Старые артисты оперетты подтвердят вам, что у них были режиссеры, безграмотные в самом прямом смысле этого слова, не умевшие даже правильно говорить по-русски. Были! Не хочу называть фамилий, но были! Про таких говорили: «Но он очень опытный, весь репертуар знает», — и приглашали! А он на репетициях помогал создавать образ, искать «зерно» и «предлагаемые обстоятельства» так: «В Москве у Потопчиной это шло вот так, а это в Киеве у Ливского Сарра Лин делала вот так, а у Тумпакова в Петербурге это место вымарывалось, а здесь Монахов вставлял арию из «Малабарской вдовы»… Опытный человек!
Хору он кричал: «Здесь мужчины идут налево, а женщины направо!.. А теперь наоборот!» А балету: «Зубы! Зубы! Улыбайтесь, черт побери, улыбайтесь! А руки держите веночком над головой!!!» Опытный человек!
Вот мы с вами требуем на сцене общения: когда один актер говорит, рассказывает, показывает, остальные слушают, реагируют, выражают свое отношение. А тогда говорили так: «Уж это мое место, так вы, голубчик, сидите и не мешайте, не срывайте мне успеха! Будет ваше место — я буду сидеть и молчать!» И сидели и молчали! И не срывали!
Особенно трудно было предложить актерам изменить что-либо в привычных мизансценах или в заскорузлом тексте при постановках оперетт классических. Классика! Ничего не поделаешь! Но ведь, говоря «классическая оперетта», обычно имеют в виду не только музыку, но и пьесу. А пьесы эти почти всегда далеко не классические. Даже в опере либретто часто неизмеримо ниже музыки (почитайте хотя бы текст, на который написана Петром Ильичом Чайковским «Орлеанская дева»!), а уж в оперетте… Особенно в переводной… Здесь нередко текст бывает трижды переведен: в первый раз с немецкого на русский, во второй раз с русского на русский (когда любители авторского гонорара перелицовывали чужой перевод) и в третий раз — на новый лад, удобный для игры, переделывали уже сами актеры. И эта окрошка, этот винегрет носил, да и сейчас носит название «классика»! В этой «классике» все роли у актеров и певцов давным-давно играны-переиграны, петы-перепеты.
Когда я однажды, заглянув в свой режиссерский экземпляр, предложил обдуманную, точную мизансцену, меня с удивлением и сарказмом спросили: «А что, разве у нас балет?» А когда я пытался растолковать актерам какое-либо место или фразу, мне говорили: «Чего вы меня учите?»
Читатель, вероятно, не раз видел, как в концертах опереточная пара, простак и каскадная, выбегали на сцену на третьей скорости и начинали выкрикивать диалог с наигранной жизнерадостностью.
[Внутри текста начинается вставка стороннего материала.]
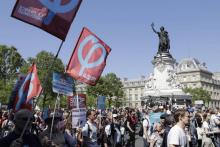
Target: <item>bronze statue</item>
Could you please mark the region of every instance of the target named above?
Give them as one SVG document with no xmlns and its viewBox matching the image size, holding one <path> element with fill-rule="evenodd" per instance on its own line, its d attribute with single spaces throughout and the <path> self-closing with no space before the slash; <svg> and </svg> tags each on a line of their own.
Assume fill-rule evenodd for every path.
<svg viewBox="0 0 220 147">
<path fill-rule="evenodd" d="M 170 49 L 170 39 L 168 37 L 168 32 L 164 29 L 164 27 L 160 27 L 160 32 L 157 32 L 154 29 L 154 23 L 151 24 L 151 27 L 153 31 L 158 35 L 159 37 L 159 47 L 158 47 L 158 53 L 169 53 Z"/>
</svg>

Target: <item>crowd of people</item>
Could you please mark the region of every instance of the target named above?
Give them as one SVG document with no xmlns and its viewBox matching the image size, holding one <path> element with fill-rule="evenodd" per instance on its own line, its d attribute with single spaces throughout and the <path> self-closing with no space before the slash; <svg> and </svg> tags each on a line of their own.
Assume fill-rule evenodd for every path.
<svg viewBox="0 0 220 147">
<path fill-rule="evenodd" d="M 152 113 L 159 120 L 152 122 Z M 72 128 L 68 110 L 46 119 L 42 111 L 1 110 L 0 147 L 220 147 L 219 108 L 88 109 L 86 117 L 84 127 Z"/>
</svg>

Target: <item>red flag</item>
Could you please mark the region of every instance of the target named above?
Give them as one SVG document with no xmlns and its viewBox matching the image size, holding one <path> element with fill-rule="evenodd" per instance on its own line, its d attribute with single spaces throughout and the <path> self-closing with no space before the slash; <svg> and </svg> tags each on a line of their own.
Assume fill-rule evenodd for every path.
<svg viewBox="0 0 220 147">
<path fill-rule="evenodd" d="M 78 97 L 78 106 L 77 106 Z M 70 109 L 86 108 L 86 95 L 81 93 L 74 96 L 68 96 L 68 106 Z"/>
<path fill-rule="evenodd" d="M 81 82 L 95 85 L 110 51 L 110 47 L 94 33 L 83 28 L 66 71 Z"/>
<path fill-rule="evenodd" d="M 38 96 L 41 90 L 42 87 L 38 79 L 37 68 L 33 64 L 18 89 L 14 109 L 16 111 L 21 108 L 32 109 L 32 98 Z"/>
<path fill-rule="evenodd" d="M 65 40 L 82 0 L 17 0 L 12 17 Z"/>
</svg>

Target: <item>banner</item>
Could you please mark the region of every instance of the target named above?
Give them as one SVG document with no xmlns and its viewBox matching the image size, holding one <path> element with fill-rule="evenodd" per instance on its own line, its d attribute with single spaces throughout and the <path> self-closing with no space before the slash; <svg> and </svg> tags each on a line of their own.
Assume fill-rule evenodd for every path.
<svg viewBox="0 0 220 147">
<path fill-rule="evenodd" d="M 68 96 L 69 107 L 72 109 L 77 108 L 77 95 Z M 78 103 L 79 108 L 86 108 L 86 95 L 85 94 L 78 94 Z"/>
<path fill-rule="evenodd" d="M 9 97 L 9 101 L 8 101 L 8 109 L 14 109 L 14 104 L 15 104 L 15 100 L 16 100 L 16 97 L 17 97 L 17 94 L 18 94 L 18 90 L 19 88 L 21 87 L 21 84 L 24 82 L 24 79 L 25 79 L 25 75 L 23 74 L 19 74 L 18 75 L 18 79 L 14 85 L 14 88 L 11 92 L 11 95 Z"/>
<path fill-rule="evenodd" d="M 82 128 L 86 124 L 86 109 L 72 109 L 72 128 Z"/>
<path fill-rule="evenodd" d="M 42 90 L 40 80 L 37 75 L 37 67 L 33 64 L 26 77 L 20 78 L 15 85 L 11 95 L 13 108 L 18 111 L 21 108 L 32 109 L 32 98 L 37 97 Z M 13 99 L 15 96 L 15 99 Z M 10 106 L 11 107 L 11 106 Z"/>
<path fill-rule="evenodd" d="M 105 96 L 98 97 L 98 102 L 97 102 L 98 109 L 101 110 L 105 109 L 105 99 L 106 99 Z"/>
<path fill-rule="evenodd" d="M 12 17 L 65 40 L 82 0 L 17 0 Z"/>
<path fill-rule="evenodd" d="M 53 72 L 53 92 L 73 96 L 73 78 L 68 74 Z"/>
<path fill-rule="evenodd" d="M 164 114 L 163 112 L 150 113 L 149 119 L 150 123 L 155 124 L 156 122 L 160 122 L 160 116 Z"/>
<path fill-rule="evenodd" d="M 87 28 L 83 28 L 73 54 L 67 73 L 75 79 L 89 85 L 95 85 L 104 67 L 111 49 Z"/>
</svg>

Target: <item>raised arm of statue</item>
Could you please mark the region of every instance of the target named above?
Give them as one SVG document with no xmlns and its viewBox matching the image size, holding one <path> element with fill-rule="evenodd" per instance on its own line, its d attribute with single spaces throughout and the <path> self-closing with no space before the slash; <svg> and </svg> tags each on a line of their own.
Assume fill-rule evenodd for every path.
<svg viewBox="0 0 220 147">
<path fill-rule="evenodd" d="M 152 30 L 153 30 L 156 34 L 158 34 L 158 32 L 154 29 L 154 23 L 151 24 L 151 27 L 152 27 Z"/>
</svg>

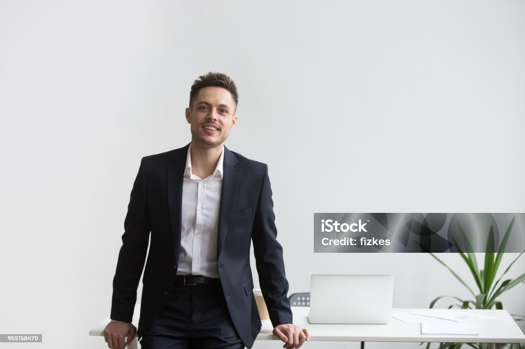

Вот тут-то и становился особенно заметным тот давно примелькавшийся штамп, который несколько затушевывался в опереточном спектакле на фоне общей «нарочной» игры.
Первое время на репетиции актеры выходили на сцену в пальто и галошах, курили, читали газеты; отговорив свои реплики, громко беседовали между собой и хохотали. Правда, эти «мелочи» мы изжили скоро, но неумение по-серьезному работать над пьесой еще долго приводило к недоразумениям.